Jenny operates a small trading business.
On 29 February 2024, Jenny received a bank statement showing a credit balance of $1367. In her cash book, the bank column on the same date showed an overdraft of $1933.
When she compared the two records, she found the following items on the bank statement but not in her cash book:
February 26 M Stores, a credit customer, paid by bank transfer $1900
February 26 Interest received $358
February 27 A cheque that had already been received from C Stores was dishonoured $1121
February 28 Bank charges $125
February 28 A direct debit for electricity was taken $290
The following items were in her cash book but not on her bank statement:
February 23 A cheque paid to B Properties $1025
February 27 A payment by credit transfer to cover rent and insurance $2300
February 28 A cheque received from a credit customer Y Traders was paid into the bank $792
During her checking, she identified the following error:
A cheque payable to D Sports $45 had been entered in the bank column of her cash book.
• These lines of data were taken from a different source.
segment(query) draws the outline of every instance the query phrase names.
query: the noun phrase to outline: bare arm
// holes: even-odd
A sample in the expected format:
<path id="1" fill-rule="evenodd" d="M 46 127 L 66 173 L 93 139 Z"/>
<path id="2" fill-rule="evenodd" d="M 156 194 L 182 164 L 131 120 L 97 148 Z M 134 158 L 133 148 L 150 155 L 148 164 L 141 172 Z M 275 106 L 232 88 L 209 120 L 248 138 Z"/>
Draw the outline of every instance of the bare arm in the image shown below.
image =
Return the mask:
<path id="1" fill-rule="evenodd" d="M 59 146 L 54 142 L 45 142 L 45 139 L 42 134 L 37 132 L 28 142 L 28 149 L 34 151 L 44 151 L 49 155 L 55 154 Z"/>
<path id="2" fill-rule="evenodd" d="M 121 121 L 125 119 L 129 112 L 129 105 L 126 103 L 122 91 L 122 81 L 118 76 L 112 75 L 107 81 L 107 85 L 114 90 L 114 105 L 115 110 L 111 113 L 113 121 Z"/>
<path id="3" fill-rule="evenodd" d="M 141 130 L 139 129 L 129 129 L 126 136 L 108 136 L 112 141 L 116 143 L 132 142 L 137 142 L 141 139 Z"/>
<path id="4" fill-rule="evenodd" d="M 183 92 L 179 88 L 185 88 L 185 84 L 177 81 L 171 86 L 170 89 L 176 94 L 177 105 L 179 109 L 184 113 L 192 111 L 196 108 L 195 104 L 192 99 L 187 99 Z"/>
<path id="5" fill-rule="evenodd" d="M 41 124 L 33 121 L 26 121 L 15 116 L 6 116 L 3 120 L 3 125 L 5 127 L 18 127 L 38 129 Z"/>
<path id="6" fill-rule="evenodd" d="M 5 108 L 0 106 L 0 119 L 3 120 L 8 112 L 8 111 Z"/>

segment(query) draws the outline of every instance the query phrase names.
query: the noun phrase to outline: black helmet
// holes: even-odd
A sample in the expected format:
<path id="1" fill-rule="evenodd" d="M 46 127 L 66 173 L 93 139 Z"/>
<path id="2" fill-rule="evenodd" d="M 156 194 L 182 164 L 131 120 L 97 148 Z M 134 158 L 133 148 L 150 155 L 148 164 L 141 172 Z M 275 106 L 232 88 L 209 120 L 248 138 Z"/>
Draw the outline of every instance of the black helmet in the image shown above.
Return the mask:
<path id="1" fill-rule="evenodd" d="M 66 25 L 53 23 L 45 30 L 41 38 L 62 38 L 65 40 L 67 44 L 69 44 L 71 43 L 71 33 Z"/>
That cheque had actually been written from her personal account to pay for her gym membership.
(a)[7]
Update the bank column in Jenny’s cash book, balance it, and carry the figure down on 1 March 2024.
(b)[5]
Prepare a bank reconciliation statement at 29 February 2024. Start from Jenny’s bank statement balance.
(c)[2]
Suggest two benefits of preparing a bank reconciliation statement.
(d)[1]
Explain why a bank overdraft is recorded as a debit balance on a bank statement.
(e)[5]
Advise Jenny whether she should inject extra capital to clear her bank overdraft. Justify your answer.